If anything I'd think grappling would tend to be more reliable. They say that everyone has a "puncher's chance," meaning even if you're a lot less skilled, if you're strong and fast you might get lucky and land a good blow, knocking the opponent out. But you're basically never going to beat someone who's really well trained in grappling if you don't know anything about it. It's just too complicated, thousands of techniques and all kinds of nuances, where as it's really hard to keep bobbing and slipping punches without eventually messing up. I've never done any sword fighting stuff, but I've heard it's much the same - there used to be a lot of incentive not to actually engage unless you were fairly sure you could win, because with knives and swords you're even more likely to get a major, major injury if your timing or distances is off by even a little.


----------



## kayd_mon

@Gryphos

It's similar to Ned's demise. It's shocking, it makes you angry and your semse of justice is screaming, but it serves to propel the story. If he did win, like we all wanted, what happens next? I think the storytelling options are more interesting the way it panned out. 

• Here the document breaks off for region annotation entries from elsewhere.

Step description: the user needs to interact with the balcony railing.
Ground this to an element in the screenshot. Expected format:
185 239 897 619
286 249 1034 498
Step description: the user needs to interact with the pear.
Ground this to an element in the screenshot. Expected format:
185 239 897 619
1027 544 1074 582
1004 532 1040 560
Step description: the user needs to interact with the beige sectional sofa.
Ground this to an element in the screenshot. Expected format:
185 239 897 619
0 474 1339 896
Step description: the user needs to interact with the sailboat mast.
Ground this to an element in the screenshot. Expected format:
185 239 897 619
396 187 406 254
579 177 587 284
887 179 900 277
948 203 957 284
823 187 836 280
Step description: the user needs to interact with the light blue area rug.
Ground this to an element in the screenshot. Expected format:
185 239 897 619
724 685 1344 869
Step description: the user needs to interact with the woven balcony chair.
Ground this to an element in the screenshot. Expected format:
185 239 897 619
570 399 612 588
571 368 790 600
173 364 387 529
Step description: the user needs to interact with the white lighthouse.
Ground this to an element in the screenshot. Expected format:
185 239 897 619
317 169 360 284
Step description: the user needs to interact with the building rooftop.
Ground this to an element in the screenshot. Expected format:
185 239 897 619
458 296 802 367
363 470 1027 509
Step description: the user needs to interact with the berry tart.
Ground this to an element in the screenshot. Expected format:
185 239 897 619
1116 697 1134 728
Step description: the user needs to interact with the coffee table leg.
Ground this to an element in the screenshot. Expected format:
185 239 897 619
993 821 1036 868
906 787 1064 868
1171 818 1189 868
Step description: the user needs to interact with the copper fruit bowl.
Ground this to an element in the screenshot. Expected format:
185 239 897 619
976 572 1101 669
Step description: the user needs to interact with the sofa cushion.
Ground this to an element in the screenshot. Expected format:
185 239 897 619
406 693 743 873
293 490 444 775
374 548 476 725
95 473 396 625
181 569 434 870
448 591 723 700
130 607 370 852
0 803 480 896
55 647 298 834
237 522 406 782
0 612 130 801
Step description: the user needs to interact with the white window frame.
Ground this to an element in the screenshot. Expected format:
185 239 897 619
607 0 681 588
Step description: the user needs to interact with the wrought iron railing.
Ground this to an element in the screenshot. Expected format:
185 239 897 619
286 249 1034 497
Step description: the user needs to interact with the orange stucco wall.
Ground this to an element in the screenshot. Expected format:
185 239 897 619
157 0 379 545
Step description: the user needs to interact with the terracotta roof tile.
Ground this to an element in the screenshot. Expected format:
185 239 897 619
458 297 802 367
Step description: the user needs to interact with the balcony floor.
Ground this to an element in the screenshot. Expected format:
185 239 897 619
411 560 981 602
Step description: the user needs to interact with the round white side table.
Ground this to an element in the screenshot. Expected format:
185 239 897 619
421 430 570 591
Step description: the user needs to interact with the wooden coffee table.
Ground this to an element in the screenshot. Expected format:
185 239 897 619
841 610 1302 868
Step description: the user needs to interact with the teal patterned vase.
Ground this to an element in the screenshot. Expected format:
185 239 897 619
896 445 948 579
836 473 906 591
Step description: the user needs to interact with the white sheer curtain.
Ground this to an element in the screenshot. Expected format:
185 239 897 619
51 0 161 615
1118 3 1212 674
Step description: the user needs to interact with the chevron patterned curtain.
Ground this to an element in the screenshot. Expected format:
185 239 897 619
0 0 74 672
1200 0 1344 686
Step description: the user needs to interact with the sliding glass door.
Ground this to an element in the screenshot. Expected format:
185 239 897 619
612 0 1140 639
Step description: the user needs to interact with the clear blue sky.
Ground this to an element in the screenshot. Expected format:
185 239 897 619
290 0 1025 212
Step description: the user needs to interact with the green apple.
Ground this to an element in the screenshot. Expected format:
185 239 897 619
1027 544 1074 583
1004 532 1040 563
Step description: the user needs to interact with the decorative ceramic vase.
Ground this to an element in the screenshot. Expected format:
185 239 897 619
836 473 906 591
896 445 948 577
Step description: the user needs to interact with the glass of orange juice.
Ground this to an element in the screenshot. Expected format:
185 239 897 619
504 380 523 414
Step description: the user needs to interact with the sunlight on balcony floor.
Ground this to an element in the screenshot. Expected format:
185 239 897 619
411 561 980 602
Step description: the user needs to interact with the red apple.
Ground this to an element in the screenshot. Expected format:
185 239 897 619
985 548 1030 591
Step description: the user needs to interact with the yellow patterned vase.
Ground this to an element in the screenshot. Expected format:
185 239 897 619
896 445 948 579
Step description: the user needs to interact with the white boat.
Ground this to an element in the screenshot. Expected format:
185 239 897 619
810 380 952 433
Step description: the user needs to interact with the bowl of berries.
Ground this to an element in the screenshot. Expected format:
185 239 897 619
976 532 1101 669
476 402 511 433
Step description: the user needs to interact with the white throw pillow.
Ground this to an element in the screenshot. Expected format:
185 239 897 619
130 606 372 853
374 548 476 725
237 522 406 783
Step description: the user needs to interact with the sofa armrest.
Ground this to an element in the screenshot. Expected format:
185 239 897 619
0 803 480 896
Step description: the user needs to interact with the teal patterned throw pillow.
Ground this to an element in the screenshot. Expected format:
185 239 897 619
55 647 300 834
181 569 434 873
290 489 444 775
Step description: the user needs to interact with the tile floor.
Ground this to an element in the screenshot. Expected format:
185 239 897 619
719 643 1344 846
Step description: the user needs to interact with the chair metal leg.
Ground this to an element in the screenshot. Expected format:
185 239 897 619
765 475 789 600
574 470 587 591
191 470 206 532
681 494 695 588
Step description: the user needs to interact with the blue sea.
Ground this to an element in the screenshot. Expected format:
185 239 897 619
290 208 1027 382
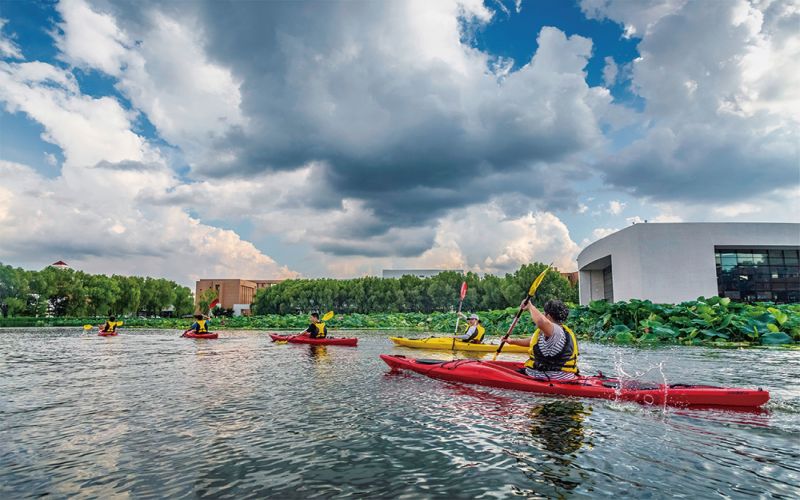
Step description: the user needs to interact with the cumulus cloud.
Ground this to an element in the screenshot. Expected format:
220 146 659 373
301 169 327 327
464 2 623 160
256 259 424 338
607 200 626 215
55 0 244 169
603 56 619 87
582 0 800 204
312 202 580 276
0 17 24 59
178 2 602 234
0 56 295 284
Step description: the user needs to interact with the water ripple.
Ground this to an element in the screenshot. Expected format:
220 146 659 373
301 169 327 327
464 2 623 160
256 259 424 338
0 329 800 498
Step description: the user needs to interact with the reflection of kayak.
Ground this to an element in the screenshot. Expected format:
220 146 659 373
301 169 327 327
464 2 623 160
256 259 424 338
181 332 219 339
389 337 528 352
269 333 358 347
381 354 769 408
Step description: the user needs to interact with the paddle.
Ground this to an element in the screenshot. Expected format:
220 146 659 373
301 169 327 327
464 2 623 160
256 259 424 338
284 311 334 342
450 281 467 351
492 266 550 361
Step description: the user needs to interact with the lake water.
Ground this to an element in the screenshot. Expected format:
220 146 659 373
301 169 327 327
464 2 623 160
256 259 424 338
0 328 800 498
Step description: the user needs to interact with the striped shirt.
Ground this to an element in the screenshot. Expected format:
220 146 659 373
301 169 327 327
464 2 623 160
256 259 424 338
456 325 478 341
525 323 577 380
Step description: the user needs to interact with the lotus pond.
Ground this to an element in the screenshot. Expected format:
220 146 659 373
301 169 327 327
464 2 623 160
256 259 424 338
0 328 800 498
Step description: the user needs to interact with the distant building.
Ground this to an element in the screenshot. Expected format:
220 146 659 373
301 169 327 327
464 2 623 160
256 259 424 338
383 269 464 278
558 271 578 286
194 279 283 316
578 222 800 304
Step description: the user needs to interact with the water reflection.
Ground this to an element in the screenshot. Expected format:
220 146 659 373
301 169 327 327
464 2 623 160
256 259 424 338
308 345 331 363
528 400 592 458
518 400 592 496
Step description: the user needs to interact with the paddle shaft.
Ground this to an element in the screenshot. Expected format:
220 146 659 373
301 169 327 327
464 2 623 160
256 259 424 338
453 299 464 334
494 295 531 359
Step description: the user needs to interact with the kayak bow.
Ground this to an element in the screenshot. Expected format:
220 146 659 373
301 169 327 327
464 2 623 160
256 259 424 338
269 333 358 347
389 337 528 353
181 332 219 339
381 354 769 408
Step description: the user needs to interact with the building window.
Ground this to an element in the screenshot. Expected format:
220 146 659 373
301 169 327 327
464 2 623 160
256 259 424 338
603 266 614 302
714 248 800 303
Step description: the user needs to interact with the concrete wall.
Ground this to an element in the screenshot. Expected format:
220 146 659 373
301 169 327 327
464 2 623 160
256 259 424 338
578 222 800 304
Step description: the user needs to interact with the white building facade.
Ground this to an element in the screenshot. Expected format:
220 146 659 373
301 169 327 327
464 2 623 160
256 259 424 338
578 222 800 304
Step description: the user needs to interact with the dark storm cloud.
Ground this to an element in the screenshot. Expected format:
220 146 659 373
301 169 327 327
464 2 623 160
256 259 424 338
186 2 597 230
94 160 164 172
90 1 602 256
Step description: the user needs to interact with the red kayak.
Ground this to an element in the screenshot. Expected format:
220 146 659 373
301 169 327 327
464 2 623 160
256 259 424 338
381 354 769 408
269 333 358 347
181 332 219 339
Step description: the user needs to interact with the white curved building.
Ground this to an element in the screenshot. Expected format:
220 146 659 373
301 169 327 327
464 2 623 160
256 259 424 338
578 222 800 304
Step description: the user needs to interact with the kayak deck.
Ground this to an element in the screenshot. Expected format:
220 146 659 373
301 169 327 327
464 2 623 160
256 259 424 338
381 354 769 408
269 333 358 347
389 337 528 353
181 332 219 339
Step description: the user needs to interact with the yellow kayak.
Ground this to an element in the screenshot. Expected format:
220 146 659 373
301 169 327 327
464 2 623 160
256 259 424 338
389 337 528 352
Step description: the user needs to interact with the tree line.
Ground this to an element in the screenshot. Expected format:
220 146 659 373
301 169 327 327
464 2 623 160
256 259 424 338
253 262 578 314
0 264 194 317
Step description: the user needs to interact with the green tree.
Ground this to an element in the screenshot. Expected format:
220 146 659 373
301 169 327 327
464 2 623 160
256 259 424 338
197 288 217 314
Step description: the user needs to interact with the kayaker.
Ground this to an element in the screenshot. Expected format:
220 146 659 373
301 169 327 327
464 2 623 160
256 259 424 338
183 314 211 335
300 313 328 339
101 316 122 333
456 314 486 344
506 300 578 380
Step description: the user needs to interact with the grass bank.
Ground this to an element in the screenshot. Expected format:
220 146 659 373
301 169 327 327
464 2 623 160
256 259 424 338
0 297 800 346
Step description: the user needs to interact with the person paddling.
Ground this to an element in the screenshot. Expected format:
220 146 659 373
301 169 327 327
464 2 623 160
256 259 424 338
100 316 122 333
506 300 578 380
456 313 486 344
183 314 211 335
300 313 328 339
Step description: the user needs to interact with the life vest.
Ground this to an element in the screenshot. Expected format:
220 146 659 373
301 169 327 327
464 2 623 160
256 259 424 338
311 321 328 339
103 321 122 333
525 325 578 373
464 323 486 344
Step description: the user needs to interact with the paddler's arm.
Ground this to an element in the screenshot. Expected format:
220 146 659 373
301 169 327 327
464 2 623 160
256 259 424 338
527 302 553 339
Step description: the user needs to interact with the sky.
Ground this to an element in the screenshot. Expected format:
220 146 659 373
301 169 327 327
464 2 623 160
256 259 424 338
0 0 800 285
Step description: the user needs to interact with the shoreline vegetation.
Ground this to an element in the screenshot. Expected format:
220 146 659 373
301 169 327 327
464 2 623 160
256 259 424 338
0 297 800 347
0 262 800 346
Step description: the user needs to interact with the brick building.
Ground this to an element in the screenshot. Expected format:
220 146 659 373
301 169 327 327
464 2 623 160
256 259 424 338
194 279 283 316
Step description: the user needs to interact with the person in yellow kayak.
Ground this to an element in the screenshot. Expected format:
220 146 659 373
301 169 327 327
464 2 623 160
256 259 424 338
183 314 211 335
506 300 578 380
456 314 486 344
300 313 328 339
100 316 122 333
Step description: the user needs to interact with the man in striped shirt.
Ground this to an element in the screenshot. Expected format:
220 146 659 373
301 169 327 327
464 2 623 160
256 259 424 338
506 300 578 380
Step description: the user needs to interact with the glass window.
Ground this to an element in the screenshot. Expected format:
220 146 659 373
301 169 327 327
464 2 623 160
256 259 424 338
767 250 783 266
753 250 768 266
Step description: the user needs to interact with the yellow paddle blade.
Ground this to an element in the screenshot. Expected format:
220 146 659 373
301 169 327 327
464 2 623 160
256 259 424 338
528 266 550 297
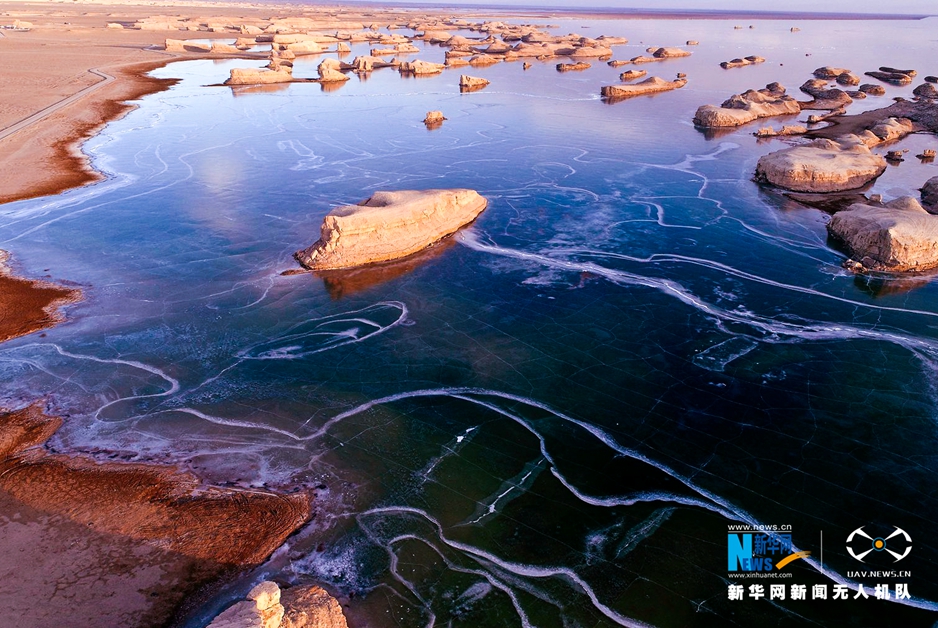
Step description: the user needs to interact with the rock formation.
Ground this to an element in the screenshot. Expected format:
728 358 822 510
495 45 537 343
423 111 446 129
280 586 348 628
225 65 293 85
800 79 853 110
208 581 348 628
866 71 912 86
619 70 648 81
400 59 446 75
649 48 691 59
600 76 687 102
212 41 241 55
753 125 808 137
756 136 886 192
163 39 212 52
827 197 938 272
316 58 349 83
694 83 801 129
912 83 938 100
459 74 489 92
720 55 765 70
879 65 918 78
208 582 284 628
834 72 860 85
294 189 486 270
814 65 851 81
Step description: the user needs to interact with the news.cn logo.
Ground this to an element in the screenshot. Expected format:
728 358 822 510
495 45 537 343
726 526 811 573
847 526 912 563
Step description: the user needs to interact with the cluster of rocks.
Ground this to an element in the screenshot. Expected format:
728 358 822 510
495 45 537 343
459 74 489 92
827 189 938 273
208 581 348 628
694 83 801 129
720 55 765 70
865 66 917 86
600 76 687 102
756 118 914 192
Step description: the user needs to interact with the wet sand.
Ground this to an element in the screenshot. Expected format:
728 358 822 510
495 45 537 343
0 251 81 342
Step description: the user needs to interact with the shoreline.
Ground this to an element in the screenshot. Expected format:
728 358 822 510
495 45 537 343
0 250 82 343
0 404 314 627
0 0 928 205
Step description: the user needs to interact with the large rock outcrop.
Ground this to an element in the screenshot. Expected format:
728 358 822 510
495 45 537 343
208 582 284 628
600 76 687 101
208 581 348 628
400 59 446 75
922 177 938 210
293 189 487 270
225 65 293 85
281 586 348 628
694 83 801 129
459 74 489 92
720 55 765 70
827 196 938 272
756 135 886 192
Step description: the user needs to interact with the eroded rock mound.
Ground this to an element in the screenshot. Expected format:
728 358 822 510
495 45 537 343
922 175 938 208
225 64 293 85
694 83 801 129
756 135 886 192
720 55 765 70
814 65 850 81
400 59 446 75
459 74 489 92
619 70 648 81
600 76 687 101
281 586 348 628
866 71 912 86
827 196 938 272
557 61 592 72
649 48 691 59
208 581 348 628
293 189 487 270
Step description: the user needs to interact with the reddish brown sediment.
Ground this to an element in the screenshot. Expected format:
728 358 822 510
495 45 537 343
0 405 310 627
0 251 81 342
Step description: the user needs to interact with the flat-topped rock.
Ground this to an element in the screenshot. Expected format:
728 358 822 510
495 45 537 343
827 197 938 272
293 189 487 270
649 48 691 59
814 65 850 81
619 70 648 81
600 76 687 101
694 83 801 129
753 125 808 137
163 39 212 52
858 83 886 96
400 59 446 74
720 55 765 70
756 135 886 192
865 71 912 86
922 175 938 209
459 74 489 92
225 65 293 85
280 585 348 628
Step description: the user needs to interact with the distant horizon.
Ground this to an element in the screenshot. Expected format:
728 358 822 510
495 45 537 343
326 0 938 17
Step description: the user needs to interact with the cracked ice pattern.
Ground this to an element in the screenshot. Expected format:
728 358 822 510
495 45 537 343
0 21 938 627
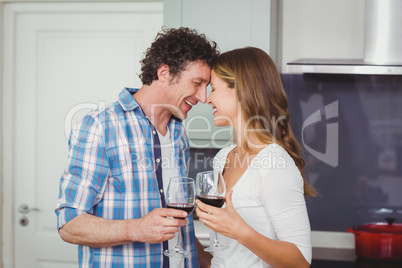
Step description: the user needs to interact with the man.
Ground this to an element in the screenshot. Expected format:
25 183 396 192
56 28 219 267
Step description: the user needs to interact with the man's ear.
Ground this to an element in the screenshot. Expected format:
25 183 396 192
157 64 172 82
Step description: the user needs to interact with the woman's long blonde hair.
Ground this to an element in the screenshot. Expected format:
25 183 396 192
213 47 317 196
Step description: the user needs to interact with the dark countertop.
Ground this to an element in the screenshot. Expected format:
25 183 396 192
313 247 357 261
310 248 402 268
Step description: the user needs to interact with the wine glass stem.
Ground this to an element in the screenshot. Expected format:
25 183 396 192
174 226 181 252
214 232 219 247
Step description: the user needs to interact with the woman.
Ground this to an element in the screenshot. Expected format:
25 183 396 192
196 47 316 268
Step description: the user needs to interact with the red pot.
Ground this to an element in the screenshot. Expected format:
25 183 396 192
347 218 402 261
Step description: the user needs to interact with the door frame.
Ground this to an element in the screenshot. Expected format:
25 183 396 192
0 1 163 267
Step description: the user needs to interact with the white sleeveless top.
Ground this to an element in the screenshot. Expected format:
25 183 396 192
211 144 312 268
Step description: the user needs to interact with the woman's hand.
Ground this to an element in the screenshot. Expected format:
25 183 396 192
196 191 248 240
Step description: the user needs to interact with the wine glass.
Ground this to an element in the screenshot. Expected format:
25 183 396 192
164 177 195 258
196 171 229 252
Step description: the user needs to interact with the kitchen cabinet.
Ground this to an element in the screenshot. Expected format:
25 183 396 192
164 0 276 148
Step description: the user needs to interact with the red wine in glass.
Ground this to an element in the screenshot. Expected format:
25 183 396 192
163 177 196 258
196 171 228 251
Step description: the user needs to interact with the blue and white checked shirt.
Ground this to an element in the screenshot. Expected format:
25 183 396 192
56 88 198 268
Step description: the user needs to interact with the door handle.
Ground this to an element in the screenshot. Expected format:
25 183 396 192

And... Well just let's watch and see what happens! 

Ok, off to the spoiler thread.


----------



## Gryphos

kayd_mon said:


> It's similar to Ned's demise. It's shocking, it makes you angry and your semse of justice is screaming, but it serves to propel the story. If he did win, like we all wanted, what happens next? I think the storytelling options are more interesting the way it panned out.



It makes sense from a story standpoint for Tyrion's champion to lose, yes. But to waste a great character such as Oberyn I just can't agree with. From the start he's presented as a kind of dark horse, determined to get revenge on the entire Lannister House. It's a setup for a huge arc of him gradually bringing down the Lannisters. But to have him fall dead at the first hurdle is just so unfulfilling.


----------



## kayd_mon

Well yeah, I get that. I really liked him in the book, and I was pretty upset at the end of this scene. In the show, it's almost like you feel it worse, since he has such a short time before the battle. And once in the battle, he's just so fun to watch!


----------



## Sir Kieran

Pedro Pascal did a fantastic job as Oberyn Martell - he played the part exactly as I pictured it when I read the books. The accent was dead on, he uses the same sass and passion, and I thought the trial by combat was very loyal to Martin's writing. Oberyn's death is necessary for two reasons: 

(1) Despite being a crowd favorite, and having far superior fighting skills that the Mountain That Rides, Oberyn did have two fatal flaws: one was his arrogance, and the other was his supreme dedication to revenge. Both of these flaws conspired against him. It makes sense that an arrogant character might flaunt his victory and demand a confession, ignoring the fact that the trial is not yet over. I think his death is fitting, no matter how much it tore me up inside. 
(2) It sets up events to come. Had Oberyn succeeded, the storyline would turn out much different. His death catalyzes numerous events in the future.


----------



## Legendary Sidekick

SM-Dreamer said:


> I did really enjoy watching Oberyn throughout the season. But as soon as he started fighting the Mountain, well. As I reminded my wife, the Mountain has that name for a REASON, and he's using a bloody 2 hander with 1 hand! I don't care how skilled you are, that is someone I want to be within reach of! As has been mentioned, one grip, one misstep...
> 
> And he did misstep, sadly. He got arrogant. He decided that Oh, I have the Mountain down, I don't have to worry about him.
> 
> I had trouble watching because every video game monster-sense was screaming "get back, get back, make sure he's dead!!!"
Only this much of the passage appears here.